Curbside Swap initiative continues, a win for participants and the environment
Tim Brody - Editor
Sioux Lookout’s first Curbside Swap of the season took place this past weekend (May 14-15), with residents placing used items on the curbside to find homes with new owners who could put them to use.
The Curbside Swap began in 2011 as an initiative of the Municipal Environment Committee, said committee members Anne Saltel and Joyce Timpson, who is also a Municipal Councillor.
“As the Council rep on the committee, I brought it forward to Council to support the idea of a community event. Initially, it was held twice a year, once in May and again in early Fall. It has become a popular event and by popular demand we increased it to twice a month for the whole weekend. The swap will continue on this schedule until it snows,” Timpson said.
Timpson and Saltel said a Curbside Swap Facebook page (SLKT – Curbside Swap) was started a few years ago so people could advertise what they would be putting out.
“The page now has over 1700 members. Put your treasures out anytime of the year and advertise it on the page rather than wait until the community swap. However, we still hold the community wide swap, as it is a fun community event and many people save up their goods for that day and others enjoy travelling around the community looking for treasures,” Timpson said. She added, “Advertising goods on the page on Swap Day is convenient and saves time and fuel. The Swap has great value for waste reduction. Excessive consumerism and the resources used to support consumerism is a major contributor to greenhouse gas emissions, the source of climate change and the chaotic climate events we have experienced in recent years.”

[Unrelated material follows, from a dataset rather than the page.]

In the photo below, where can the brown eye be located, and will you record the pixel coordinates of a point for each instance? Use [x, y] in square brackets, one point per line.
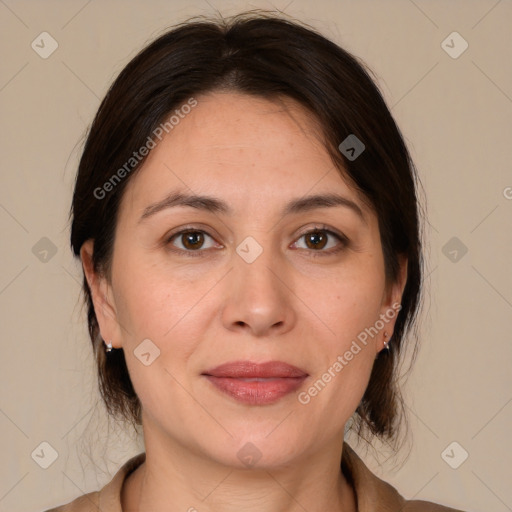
[191, 240]
[316, 240]
[319, 239]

Saltel explained that reusing products is an easy way towards environmental sustainability.
“Reusing items conserves the natural resources used to create the product and reduces transportation costs. From a financial standpoint it saves us from buying a new product, saves a trip to the landfill and extends the life of our municipal landfills, a tax funded resource,” Timpson added.
Timpson and Saltel said they think the Curbside Swap has been a success judging by the tremendous interest of people participating.

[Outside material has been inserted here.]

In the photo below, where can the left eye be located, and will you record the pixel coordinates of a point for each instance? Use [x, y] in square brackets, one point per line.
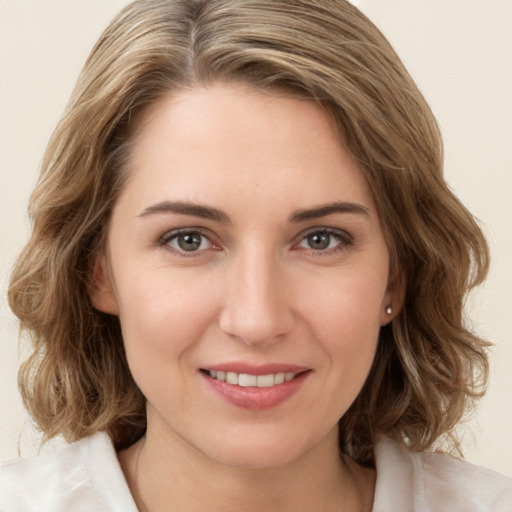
[322, 240]
[189, 241]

“The landfill is not filling up as quickly as was predicted when it was built. Initiatives like the Swap, the Salvation Army, and recycling are all contributing to this,” Timpson said.
“If you want to join our Facebook page (SLKT Curbside Swap) just dial in and answer the questions posed. If you have things, you no longer use, put your items at the end of your property. If you are a member of the page, you can post a photo with a description. If you are looking for something, keep your eye on the page or just take a trip around town,” Timpson urged.
“Remember that if you are putting something out on a table or rack and the table or rack is not for Swap, make sure to put a sign to that effect. If you are thinking of taking something and are not sure whether it is for Swap, just ask the owner of the property to be certain, “ Timpson concluded.